Dr Joseph Lee, Director of the Centre for Commercial and Corporate Law, hosted an international conference on international commercial contract law in London. The conference focused on the use of new smart technologies and new trade practices in international transactions.
Technology is changing market participants’ behaviour at a fast pace, yet the law lags behind: either there are no regimes to ensure the safety and integrity of the market; or the application of existing principles has not been adapted and developed so as to provide legal certainty whereby parties can make informed commercial decisions. Is there a new concept of law emerging for the international sale of goods, financial instruments, digital contents, and data; that is a new customary international commercial law capable of sustaining a shared market (economy), incorporating regulation aimed at dealing with market failure and addressing democracy deficiency in the law-marking process?

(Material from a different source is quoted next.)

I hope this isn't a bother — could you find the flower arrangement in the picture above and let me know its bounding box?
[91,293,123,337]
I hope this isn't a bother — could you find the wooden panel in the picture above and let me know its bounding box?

The conference examined a number of issues in contract law, property law, and regulatory law. We can continue relying on the classical idea of pacta sunt servanda (‘freedom of contract’, its neoclassical version) to hold up the effect of smart contracts that are self-executing and auto-enforcing. Yet, are we able to rely on algorithms to interpret ambiguous terms that trigger execution and auto-enforcement? How could an arbitration clause be written in smart contracts so that any arbitral award would still be enforceable under the New York Convention?
In the field of property law, some new technology-based commercial techniques are already being used for cross-border transactions such as sea waybills tracking ownership and pin code for delivery. However, how they could effectively and safely facilitate the transfer of property interests remains problematic. Other issues such as market supervision, settlement finality, and data protection also raise the important question of how LegalTech and RegTech can address economic and social externalities.